ツアーバス事故 「乗客の命を預かる」という自覚に欠ける

木村良一


 長野県軽井沢町で1月15日未明、スキーツアー客39人を乗せた大型の貸し切りバスが崖下に転落し、運転手2人を含む計15人が死亡した。亡くなった13人全員が、将来を嘱望された大学生だった。
 犠牲者の冥福を祈りつつ、筆を進めよう。
 バスは14日午後11時に東京の原宿を出発し、乗客が眠りについた翌15日午前1時55分ごろ、事故を起こした。
 「ものすごいスピードで車内が遠心力で左右に3回ほど揺れたと思ったら頭を打って意識を失った。気が付くと、車外にほうり出されていた」。ケガで済んだ乗客の証言である。  長野県警の調べによると、バスは下り坂で左側のガードレールに接触後、対向車線に飛び出し、対向車線側のガードレールを突き破って転落した。
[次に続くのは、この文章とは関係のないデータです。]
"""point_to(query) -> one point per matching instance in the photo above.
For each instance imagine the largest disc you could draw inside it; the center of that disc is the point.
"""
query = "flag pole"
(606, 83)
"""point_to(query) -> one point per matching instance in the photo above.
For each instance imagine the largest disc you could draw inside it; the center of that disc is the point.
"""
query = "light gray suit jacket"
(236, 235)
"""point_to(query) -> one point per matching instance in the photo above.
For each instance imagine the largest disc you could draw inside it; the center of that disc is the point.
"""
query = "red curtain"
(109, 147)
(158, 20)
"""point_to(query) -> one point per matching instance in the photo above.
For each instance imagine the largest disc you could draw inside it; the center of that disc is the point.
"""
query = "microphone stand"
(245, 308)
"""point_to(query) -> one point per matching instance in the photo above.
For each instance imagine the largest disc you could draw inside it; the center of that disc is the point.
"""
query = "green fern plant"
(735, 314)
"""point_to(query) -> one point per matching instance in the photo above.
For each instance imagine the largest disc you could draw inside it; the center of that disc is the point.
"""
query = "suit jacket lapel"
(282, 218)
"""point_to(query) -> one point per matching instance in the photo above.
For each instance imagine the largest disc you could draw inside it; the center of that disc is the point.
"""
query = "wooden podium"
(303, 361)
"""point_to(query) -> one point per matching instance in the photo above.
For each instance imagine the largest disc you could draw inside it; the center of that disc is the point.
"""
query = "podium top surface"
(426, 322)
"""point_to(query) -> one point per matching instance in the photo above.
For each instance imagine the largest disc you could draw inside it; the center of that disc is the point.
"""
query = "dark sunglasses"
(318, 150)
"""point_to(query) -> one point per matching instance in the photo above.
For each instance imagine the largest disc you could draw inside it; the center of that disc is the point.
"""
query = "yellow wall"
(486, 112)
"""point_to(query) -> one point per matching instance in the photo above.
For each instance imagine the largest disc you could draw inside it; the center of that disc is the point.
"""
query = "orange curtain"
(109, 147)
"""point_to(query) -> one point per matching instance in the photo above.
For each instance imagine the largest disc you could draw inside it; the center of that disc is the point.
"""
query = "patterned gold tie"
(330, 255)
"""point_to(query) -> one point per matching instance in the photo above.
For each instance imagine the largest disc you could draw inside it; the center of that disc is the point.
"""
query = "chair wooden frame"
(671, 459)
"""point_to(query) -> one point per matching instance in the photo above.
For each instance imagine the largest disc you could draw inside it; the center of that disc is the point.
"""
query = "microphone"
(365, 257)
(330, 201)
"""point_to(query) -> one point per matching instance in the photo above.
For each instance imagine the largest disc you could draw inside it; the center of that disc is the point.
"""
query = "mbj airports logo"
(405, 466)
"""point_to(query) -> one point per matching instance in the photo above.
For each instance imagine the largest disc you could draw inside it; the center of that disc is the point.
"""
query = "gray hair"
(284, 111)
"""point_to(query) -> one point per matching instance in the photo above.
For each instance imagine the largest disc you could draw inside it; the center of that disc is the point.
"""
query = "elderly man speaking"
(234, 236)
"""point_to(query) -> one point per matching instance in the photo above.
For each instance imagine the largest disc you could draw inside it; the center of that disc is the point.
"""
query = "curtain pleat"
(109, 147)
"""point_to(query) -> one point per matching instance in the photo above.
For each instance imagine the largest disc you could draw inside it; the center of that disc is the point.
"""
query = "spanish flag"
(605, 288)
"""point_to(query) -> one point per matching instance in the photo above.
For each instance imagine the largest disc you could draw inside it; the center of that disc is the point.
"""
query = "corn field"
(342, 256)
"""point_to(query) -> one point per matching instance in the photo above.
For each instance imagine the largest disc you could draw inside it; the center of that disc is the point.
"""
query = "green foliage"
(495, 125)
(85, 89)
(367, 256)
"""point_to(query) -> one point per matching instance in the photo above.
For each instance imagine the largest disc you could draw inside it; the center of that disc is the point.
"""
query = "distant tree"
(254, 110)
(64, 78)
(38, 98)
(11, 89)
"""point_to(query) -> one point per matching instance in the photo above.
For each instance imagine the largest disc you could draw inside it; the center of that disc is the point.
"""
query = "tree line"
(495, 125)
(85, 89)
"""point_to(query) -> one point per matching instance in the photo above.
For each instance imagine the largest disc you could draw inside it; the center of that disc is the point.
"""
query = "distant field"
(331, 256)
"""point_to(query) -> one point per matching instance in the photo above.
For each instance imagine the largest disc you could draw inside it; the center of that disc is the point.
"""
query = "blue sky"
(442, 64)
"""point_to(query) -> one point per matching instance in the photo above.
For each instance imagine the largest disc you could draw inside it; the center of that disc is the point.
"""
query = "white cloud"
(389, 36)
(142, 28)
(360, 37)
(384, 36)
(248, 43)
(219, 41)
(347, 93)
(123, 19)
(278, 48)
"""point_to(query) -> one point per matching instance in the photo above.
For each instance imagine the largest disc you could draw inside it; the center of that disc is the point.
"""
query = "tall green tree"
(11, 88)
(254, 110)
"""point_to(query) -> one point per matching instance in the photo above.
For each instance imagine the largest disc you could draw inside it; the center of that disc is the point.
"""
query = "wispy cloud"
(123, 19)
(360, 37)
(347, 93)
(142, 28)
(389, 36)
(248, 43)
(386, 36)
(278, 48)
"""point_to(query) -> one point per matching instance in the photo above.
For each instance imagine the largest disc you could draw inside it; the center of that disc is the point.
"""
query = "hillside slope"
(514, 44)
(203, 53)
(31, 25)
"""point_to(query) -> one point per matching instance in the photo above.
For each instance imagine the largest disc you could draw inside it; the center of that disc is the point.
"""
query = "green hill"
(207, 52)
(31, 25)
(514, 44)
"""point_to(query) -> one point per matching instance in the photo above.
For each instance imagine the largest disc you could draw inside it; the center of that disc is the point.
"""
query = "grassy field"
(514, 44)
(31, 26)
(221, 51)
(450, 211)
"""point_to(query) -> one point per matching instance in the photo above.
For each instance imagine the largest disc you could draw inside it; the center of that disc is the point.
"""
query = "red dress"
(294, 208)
 司法解剖の結果、65歳の運転手にアルコールや薬物の摂取はない。心臓発作などを起こした形跡もなかった。現場の250m手前に設置されていた監視カメラには速度を上げ、センターラインをまたいで蛇行しながら走行する様子が映っていた。ブレーキランプは点灯した状態に見える。
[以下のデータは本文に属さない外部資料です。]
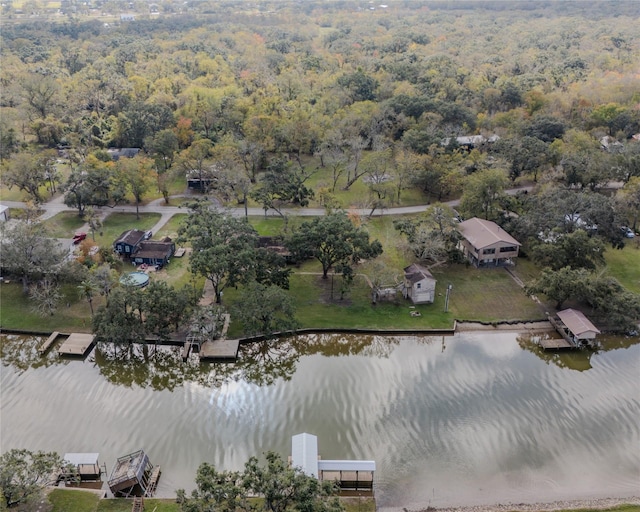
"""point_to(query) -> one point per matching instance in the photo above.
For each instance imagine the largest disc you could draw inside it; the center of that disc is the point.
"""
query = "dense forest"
(301, 103)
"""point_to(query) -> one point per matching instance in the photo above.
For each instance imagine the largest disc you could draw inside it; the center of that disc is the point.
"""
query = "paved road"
(56, 205)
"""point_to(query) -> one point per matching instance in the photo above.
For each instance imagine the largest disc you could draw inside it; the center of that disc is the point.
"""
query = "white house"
(419, 284)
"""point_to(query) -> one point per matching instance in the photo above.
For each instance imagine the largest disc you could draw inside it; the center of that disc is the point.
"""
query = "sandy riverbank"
(593, 504)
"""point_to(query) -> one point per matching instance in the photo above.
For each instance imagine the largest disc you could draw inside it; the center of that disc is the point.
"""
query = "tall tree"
(223, 246)
(483, 192)
(333, 240)
(28, 253)
(139, 176)
(283, 184)
(265, 310)
(30, 172)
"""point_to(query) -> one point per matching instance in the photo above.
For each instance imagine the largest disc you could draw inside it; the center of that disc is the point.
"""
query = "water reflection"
(469, 419)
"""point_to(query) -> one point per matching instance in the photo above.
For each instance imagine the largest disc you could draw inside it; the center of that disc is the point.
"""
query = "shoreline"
(553, 506)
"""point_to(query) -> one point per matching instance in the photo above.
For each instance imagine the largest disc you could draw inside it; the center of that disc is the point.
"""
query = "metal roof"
(304, 453)
(483, 233)
(347, 465)
(79, 459)
(576, 322)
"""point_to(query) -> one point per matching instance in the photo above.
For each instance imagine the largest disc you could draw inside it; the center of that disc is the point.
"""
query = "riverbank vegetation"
(352, 107)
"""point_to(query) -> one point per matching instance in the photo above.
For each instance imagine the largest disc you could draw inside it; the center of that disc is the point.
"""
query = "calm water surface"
(476, 418)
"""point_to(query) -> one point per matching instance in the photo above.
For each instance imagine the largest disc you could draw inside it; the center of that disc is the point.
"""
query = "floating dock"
(77, 344)
(219, 349)
(47, 344)
(555, 344)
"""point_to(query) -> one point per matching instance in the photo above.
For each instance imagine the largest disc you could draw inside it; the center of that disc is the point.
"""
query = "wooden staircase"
(138, 504)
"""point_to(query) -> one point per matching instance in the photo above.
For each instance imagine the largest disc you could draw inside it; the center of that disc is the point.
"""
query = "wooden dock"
(219, 349)
(47, 344)
(77, 344)
(555, 344)
(153, 482)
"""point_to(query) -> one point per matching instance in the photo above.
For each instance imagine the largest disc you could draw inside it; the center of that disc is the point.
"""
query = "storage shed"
(83, 465)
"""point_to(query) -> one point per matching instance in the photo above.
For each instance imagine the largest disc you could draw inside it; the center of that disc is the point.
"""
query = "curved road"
(56, 205)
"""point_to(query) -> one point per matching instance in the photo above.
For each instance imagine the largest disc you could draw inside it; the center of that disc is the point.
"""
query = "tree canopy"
(334, 240)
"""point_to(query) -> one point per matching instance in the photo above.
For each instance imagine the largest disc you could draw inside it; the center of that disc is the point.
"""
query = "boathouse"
(133, 475)
(351, 475)
(578, 327)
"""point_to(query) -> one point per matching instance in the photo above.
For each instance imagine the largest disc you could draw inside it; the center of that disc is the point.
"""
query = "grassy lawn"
(170, 229)
(624, 265)
(16, 311)
(63, 225)
(485, 294)
(65, 500)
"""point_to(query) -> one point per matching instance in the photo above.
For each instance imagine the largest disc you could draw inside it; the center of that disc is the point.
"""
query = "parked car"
(627, 232)
(79, 237)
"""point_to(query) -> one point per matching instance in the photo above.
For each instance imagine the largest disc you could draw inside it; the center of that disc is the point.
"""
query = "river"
(476, 418)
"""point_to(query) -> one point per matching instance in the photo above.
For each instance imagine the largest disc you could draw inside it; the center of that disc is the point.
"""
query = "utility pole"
(446, 300)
 タコグラフ(運転記録計)の解析から時速50kmの制限速度のところを時速80kmで走行していたことも判明。車体の検証からは6段変速のギアが、ニュートラルに入っていたことも分かった。この状態だと、エンジンブレーキや排気ブレーキが利かない。フットブレーキに頼るしかない。そのフットブレーキがなぜ、利かなかったのだろうか。長野県警や国交省には徹底的に事故原因を解明してほしい。
 それにしても驚かされるのは、次々に明らかになるバス会社の違法ぶりである。
 運行前に義務付けられた運転手の健康チェックを怠る。それにもかかわらず「実施した」と押印する。明らかに道路運送法違反だ。運転手が「大型バスは不慣れ」と不安を訴えていたのに運行させる。研修は十分だったのか。事故の2日前には健康管理に問題があるとして国土交通省から行政処分を受けていた。国交省が安全運行のために設置した基準額を下回る安値で運行を請け負っていた。労働基準法違反の疑いもある。
 事故を起こしたバス会社には「乗客の命を預かる」という基本的な自覚がまるでない。